Why Does Transaction Ordering Matter So Much In Blockchains?
Two people can submit nearly identical trades seconds apart and end up with very different outcomes, and the reason often has nothing to do with the trade itself — it comes down to which transaction the network processes first.
The short answer
The order transactions get included within a block can change who profits and who pays more for the same underlying activity, because outcomes on many blockchain applications depend on the exact sequence of transactions within that block, not just the transactions considered individually. This sequencing effect is a core part of what’s known as maximal extractable value, or MEV.
Why order isn’t automatically first-come-first-served
Unlike a queue at a store, transactions submitted to a blockchain don’t automatically get processed in the order they were sent. They sit in a shared pool of pending transactions, and whoever assembles the next block chooses which transactions to include and in what order — often influenced by who paid a higher fee to be prioritized. That gap between submitted and actually ordered is where a lot of the interesting, and sometimes problematic, activity happens.
How ordering creates opportunities to profit
- Front-running. Seeing a pending transaction that will move a price and inserting a similar transaction ahead of it to benefit from that movement.
- Back-running. Placing a transaction immediately after a known pending one to capture a predictable effect it will cause.
- Sandwiching. Placing one transaction before and one after a target transaction, profiting from the price movement the target itself causes in between.
Each of these depends entirely on controlling or predicting order, not on having better information about the underlying asset.
Why this matters beyond trading
Transaction ordering also affects how liquidations get processed in lending markets, how oracle price updates interact with trades that depend on them — which is part of why flash-loan attacks that manipulate a price within a single transaction are possible — and even how governance votes or time-sensitive contract calls get resolved when several arrive in the same block.
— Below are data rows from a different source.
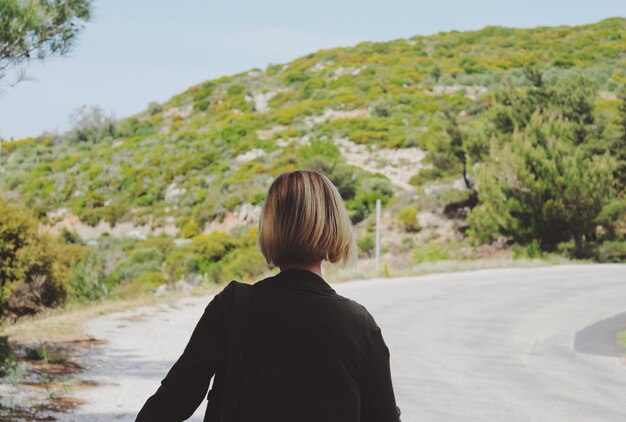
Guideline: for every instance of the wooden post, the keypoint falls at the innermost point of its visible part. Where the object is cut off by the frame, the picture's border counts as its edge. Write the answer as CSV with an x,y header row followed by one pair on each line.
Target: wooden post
x,y
377,236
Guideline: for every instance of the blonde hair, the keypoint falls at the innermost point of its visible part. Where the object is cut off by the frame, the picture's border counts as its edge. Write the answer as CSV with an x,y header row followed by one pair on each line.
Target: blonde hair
x,y
304,220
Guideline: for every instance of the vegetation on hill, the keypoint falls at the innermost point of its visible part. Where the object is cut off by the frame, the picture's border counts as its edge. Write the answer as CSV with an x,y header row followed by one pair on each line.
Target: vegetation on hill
x,y
530,122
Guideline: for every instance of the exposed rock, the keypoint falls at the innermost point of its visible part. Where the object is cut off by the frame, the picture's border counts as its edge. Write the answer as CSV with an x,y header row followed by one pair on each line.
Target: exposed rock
x,y
399,165
248,213
330,114
230,221
250,155
183,111
261,100
162,290
471,92
342,71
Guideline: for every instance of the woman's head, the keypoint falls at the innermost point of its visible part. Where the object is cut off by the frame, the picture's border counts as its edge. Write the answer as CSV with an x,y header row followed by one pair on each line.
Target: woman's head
x,y
304,220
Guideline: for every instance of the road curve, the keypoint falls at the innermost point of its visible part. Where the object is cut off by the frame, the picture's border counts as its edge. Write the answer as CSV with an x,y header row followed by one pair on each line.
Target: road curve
x,y
493,345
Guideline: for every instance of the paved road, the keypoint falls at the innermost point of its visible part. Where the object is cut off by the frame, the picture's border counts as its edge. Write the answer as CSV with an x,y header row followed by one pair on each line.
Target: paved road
x,y
495,345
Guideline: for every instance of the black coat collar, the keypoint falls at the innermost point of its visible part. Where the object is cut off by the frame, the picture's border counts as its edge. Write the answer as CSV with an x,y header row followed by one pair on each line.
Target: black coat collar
x,y
299,278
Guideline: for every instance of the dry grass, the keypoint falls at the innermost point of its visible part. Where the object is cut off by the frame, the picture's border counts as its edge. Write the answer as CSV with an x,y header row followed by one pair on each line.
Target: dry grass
x,y
65,325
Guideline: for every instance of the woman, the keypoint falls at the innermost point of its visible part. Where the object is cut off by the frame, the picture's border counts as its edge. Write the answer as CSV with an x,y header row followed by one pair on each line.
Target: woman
x,y
310,354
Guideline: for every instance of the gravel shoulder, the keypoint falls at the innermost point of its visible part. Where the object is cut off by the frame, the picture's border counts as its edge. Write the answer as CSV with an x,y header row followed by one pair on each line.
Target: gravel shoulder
x,y
489,345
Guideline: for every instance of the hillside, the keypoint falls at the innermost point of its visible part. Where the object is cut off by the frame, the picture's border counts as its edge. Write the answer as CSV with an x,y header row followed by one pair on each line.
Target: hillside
x,y
374,117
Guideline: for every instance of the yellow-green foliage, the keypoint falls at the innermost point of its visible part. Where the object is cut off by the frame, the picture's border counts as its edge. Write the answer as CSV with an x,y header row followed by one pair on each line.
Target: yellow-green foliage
x,y
407,218
30,269
190,229
430,252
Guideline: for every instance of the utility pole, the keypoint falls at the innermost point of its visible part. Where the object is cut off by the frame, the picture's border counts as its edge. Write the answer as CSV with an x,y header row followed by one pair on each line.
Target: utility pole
x,y
377,236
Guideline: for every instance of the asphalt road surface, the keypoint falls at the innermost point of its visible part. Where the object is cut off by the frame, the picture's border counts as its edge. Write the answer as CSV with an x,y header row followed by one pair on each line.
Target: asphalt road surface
x,y
495,345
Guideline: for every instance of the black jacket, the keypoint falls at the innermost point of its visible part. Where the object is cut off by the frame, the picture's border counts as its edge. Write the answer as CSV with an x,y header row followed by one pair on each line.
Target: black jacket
x,y
310,355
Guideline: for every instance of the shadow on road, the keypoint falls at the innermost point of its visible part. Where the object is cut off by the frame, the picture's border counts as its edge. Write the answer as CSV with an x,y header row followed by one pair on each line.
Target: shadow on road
x,y
601,338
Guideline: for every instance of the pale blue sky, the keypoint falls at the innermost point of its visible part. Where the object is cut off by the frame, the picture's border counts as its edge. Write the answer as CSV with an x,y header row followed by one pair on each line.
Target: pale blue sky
x,y
137,51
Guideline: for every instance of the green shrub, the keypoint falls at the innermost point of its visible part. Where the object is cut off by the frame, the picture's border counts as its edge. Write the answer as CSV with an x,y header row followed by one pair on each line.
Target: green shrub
x,y
612,251
30,273
212,247
87,278
430,253
407,218
366,243
8,361
530,251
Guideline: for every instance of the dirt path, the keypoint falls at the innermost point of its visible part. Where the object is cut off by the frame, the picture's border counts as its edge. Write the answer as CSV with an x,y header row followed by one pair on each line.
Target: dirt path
x,y
498,344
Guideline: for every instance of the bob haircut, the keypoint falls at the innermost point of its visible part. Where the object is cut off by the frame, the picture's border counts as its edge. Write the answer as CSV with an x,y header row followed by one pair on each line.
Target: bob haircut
x,y
304,220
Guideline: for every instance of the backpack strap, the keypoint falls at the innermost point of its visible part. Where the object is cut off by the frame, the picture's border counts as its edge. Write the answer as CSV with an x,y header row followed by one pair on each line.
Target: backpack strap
x,y
234,358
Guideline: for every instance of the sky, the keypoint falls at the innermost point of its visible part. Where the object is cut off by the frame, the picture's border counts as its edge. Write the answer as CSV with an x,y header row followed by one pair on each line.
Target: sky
x,y
135,52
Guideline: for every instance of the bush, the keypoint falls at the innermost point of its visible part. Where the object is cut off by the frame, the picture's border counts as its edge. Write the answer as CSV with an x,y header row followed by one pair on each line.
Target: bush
x,y
429,253
87,279
29,265
366,243
612,251
139,262
407,218
8,362
210,248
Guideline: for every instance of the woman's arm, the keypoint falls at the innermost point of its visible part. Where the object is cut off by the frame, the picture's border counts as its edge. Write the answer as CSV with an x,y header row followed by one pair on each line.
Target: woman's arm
x,y
378,402
187,382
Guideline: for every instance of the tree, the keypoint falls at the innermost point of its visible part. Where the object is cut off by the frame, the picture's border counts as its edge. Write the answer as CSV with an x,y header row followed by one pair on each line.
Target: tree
x,y
36,29
541,186
618,147
553,168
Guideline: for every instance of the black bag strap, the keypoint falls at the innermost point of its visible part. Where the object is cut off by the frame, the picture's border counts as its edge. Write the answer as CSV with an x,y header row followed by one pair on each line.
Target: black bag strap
x,y
234,359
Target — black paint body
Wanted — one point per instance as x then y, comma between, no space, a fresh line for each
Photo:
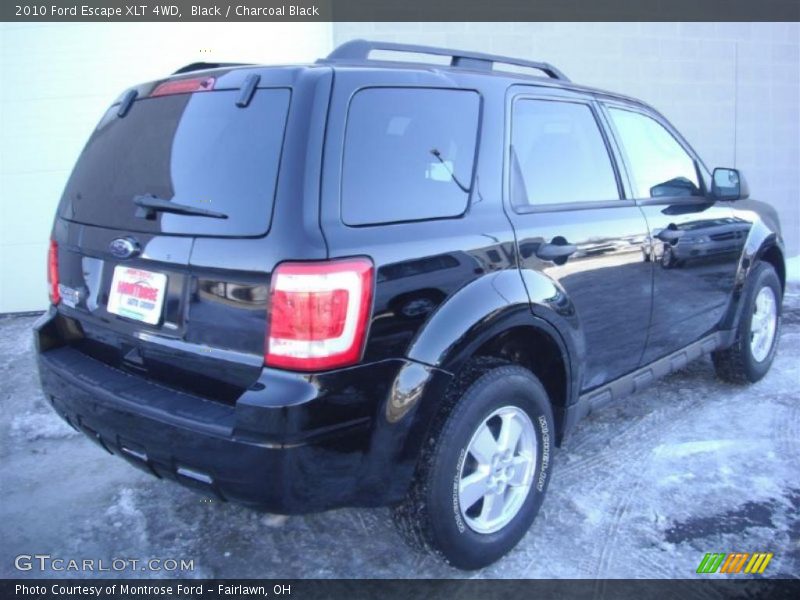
190,398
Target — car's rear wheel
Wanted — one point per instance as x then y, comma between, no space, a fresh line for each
482,478
751,355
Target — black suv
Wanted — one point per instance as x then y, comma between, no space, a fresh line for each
369,282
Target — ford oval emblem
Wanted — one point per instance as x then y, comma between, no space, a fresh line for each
124,247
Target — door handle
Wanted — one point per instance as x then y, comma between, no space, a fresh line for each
669,235
556,252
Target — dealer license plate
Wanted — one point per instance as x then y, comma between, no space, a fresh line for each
137,294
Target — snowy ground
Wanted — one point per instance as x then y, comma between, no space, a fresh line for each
644,488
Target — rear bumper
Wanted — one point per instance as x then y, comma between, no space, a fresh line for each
292,444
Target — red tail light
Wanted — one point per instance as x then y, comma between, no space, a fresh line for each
184,86
319,313
52,273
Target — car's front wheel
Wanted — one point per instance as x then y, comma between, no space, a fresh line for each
483,476
751,355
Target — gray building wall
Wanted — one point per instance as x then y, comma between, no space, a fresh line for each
732,89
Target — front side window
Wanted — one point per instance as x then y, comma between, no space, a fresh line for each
660,167
558,155
408,154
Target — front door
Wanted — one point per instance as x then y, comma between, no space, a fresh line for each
573,224
694,244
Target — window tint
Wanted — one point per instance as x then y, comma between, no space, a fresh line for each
560,155
659,164
408,154
199,150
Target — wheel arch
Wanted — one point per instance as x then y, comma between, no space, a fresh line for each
493,318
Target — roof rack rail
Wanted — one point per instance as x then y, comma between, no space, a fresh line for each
359,50
200,66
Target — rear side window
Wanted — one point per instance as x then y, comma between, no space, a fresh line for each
408,155
559,155
659,164
199,150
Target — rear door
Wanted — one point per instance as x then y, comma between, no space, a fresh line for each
168,230
574,225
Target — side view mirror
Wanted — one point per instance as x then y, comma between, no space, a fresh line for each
729,184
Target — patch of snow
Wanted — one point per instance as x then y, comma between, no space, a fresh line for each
689,448
124,506
793,269
35,426
274,520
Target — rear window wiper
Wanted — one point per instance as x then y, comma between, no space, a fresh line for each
152,205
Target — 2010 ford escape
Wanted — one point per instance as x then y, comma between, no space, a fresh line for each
370,282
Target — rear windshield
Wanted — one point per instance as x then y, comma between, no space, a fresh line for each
199,150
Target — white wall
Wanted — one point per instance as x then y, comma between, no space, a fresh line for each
56,81
732,89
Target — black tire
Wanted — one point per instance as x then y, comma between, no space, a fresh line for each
430,518
737,363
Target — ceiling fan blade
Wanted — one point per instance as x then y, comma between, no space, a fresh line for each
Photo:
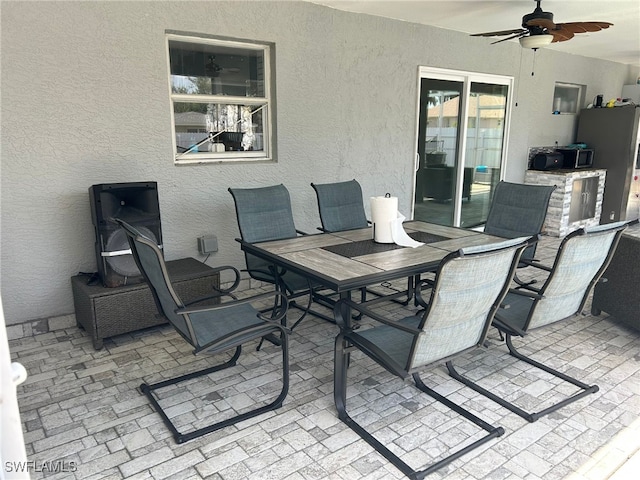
500,33
561,35
523,33
581,27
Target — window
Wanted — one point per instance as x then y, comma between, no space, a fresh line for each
222,106
567,98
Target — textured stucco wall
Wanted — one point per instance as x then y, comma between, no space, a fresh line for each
85,101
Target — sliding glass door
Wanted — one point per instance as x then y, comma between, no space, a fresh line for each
461,139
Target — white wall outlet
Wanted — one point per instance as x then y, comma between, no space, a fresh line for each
207,244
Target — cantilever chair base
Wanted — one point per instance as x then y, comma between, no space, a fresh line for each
340,394
533,416
179,437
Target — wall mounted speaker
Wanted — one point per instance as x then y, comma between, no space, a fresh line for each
137,204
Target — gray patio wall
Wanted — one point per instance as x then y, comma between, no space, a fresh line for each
85,101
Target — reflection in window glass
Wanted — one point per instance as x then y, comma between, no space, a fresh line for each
220,99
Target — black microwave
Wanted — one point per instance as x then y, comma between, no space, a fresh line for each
576,157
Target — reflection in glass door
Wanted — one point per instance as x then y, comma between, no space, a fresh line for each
461,137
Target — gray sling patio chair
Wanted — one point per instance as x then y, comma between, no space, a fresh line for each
582,257
222,328
265,214
468,288
518,210
341,208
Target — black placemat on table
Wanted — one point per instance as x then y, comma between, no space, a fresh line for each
366,247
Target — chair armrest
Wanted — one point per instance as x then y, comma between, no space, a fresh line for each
506,328
530,294
418,291
279,316
344,325
535,263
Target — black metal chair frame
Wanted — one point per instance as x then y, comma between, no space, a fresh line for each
348,340
232,340
510,330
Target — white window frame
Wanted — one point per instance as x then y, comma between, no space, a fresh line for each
265,104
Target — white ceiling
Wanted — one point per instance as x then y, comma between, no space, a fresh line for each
619,43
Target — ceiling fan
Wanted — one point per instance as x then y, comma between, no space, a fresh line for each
214,69
538,29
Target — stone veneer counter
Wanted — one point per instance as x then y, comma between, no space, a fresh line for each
559,220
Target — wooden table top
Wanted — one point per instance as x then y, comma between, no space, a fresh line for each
344,261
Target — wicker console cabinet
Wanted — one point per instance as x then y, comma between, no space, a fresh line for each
104,312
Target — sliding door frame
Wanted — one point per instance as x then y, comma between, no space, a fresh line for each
466,78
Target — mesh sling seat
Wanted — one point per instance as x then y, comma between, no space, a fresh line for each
456,321
341,208
222,328
518,210
265,214
582,257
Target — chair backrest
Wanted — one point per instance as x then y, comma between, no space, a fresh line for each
151,263
340,206
518,210
581,260
264,213
467,292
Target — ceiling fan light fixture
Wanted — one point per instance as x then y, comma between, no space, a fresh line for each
536,41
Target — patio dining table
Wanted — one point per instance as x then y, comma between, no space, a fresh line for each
349,260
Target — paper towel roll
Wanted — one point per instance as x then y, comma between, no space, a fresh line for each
384,210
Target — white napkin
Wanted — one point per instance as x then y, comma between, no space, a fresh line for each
387,222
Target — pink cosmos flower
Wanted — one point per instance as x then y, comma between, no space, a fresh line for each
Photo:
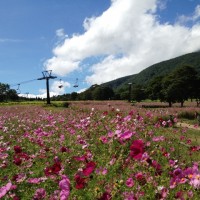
126,135
40,194
80,181
137,149
5,189
64,185
129,182
17,149
89,168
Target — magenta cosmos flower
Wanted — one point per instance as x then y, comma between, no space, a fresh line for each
137,149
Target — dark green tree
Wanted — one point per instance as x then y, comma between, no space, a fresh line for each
179,86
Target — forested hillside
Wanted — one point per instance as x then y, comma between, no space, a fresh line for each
159,69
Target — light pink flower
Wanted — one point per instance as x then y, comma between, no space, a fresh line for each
64,185
129,182
5,189
40,193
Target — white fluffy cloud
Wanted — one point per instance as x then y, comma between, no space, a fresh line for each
128,37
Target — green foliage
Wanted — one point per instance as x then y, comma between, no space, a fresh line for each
160,69
186,115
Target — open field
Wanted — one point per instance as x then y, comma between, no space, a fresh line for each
98,150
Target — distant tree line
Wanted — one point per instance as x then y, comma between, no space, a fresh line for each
180,85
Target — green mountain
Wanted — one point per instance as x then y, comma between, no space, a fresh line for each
159,69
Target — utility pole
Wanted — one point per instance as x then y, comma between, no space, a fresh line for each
46,76
129,99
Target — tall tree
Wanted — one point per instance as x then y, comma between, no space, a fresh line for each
179,85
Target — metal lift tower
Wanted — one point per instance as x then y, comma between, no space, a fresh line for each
47,75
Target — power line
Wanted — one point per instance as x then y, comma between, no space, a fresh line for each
24,82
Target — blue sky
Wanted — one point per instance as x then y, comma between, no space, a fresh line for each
94,41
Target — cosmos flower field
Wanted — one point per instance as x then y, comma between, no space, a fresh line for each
105,152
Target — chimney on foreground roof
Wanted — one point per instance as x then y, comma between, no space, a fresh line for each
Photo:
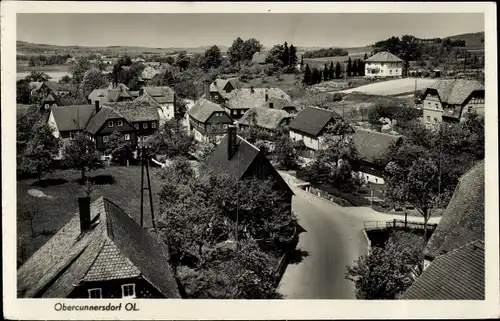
97,105
231,141
84,208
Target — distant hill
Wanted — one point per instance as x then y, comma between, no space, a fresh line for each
472,40
27,48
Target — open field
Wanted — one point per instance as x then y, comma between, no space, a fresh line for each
392,87
120,184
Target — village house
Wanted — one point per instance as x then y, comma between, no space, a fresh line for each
451,101
372,148
219,89
383,64
309,126
101,253
239,101
269,120
164,98
454,266
239,159
208,121
99,122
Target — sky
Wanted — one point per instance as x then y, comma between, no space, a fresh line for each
193,30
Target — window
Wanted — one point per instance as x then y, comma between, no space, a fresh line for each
128,290
95,293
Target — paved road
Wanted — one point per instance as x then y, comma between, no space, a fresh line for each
333,240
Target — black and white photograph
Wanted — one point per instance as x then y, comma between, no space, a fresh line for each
251,155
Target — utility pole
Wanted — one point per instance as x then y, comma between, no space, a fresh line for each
145,165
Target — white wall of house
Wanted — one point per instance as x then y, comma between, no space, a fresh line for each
386,69
369,178
310,142
166,112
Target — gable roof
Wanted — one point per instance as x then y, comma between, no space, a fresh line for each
456,91
101,117
312,120
457,275
136,111
259,57
372,145
264,117
463,220
203,109
161,95
244,98
116,247
72,118
384,57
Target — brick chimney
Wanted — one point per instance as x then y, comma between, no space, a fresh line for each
206,89
231,141
84,209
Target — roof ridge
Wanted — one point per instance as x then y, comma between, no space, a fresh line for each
459,248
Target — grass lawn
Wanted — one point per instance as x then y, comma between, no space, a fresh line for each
122,185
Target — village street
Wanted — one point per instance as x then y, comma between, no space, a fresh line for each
333,239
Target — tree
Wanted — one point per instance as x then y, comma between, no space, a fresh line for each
386,272
78,70
172,140
235,52
40,150
331,71
307,76
182,61
325,73
293,60
81,154
93,79
338,70
250,47
212,58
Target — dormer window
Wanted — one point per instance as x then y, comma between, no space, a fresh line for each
95,293
128,290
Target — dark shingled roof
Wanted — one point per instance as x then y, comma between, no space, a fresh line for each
71,118
264,117
383,57
241,160
203,109
116,247
457,275
313,120
371,145
101,117
463,220
455,91
136,111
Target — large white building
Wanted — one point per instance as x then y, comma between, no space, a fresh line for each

Anywhere an outcome depends on what happened just before it, ordering becomes a variable worth exploiting.
What’s being done about it
Various approaches have been proposed and adopted to reduce the impact of ordering manipulation, including private transaction routing that hides pending trades from public view until they’re included, and auction-based systems where the right to order a block’s transactions is sold in a transparent process rather than left to informal competition. None of these fully eliminate the underlying dynamic, since as long as blockchains process transactions in discrete batches with some party choosing the order, there will be an incentive to influence that choice.
Putting it together
Ordering matters because blockchains process transactions in batches rather than truly one at a time, and whoever controls that batch’s sequence can meaningfully affect outcomes without changing anything about the transactions themselves. Recognizing that the order of execution is its own variable — separate from price, timing, or intent — helps explain a category of cost and risk that doesn’t show up in a typical transaction summary.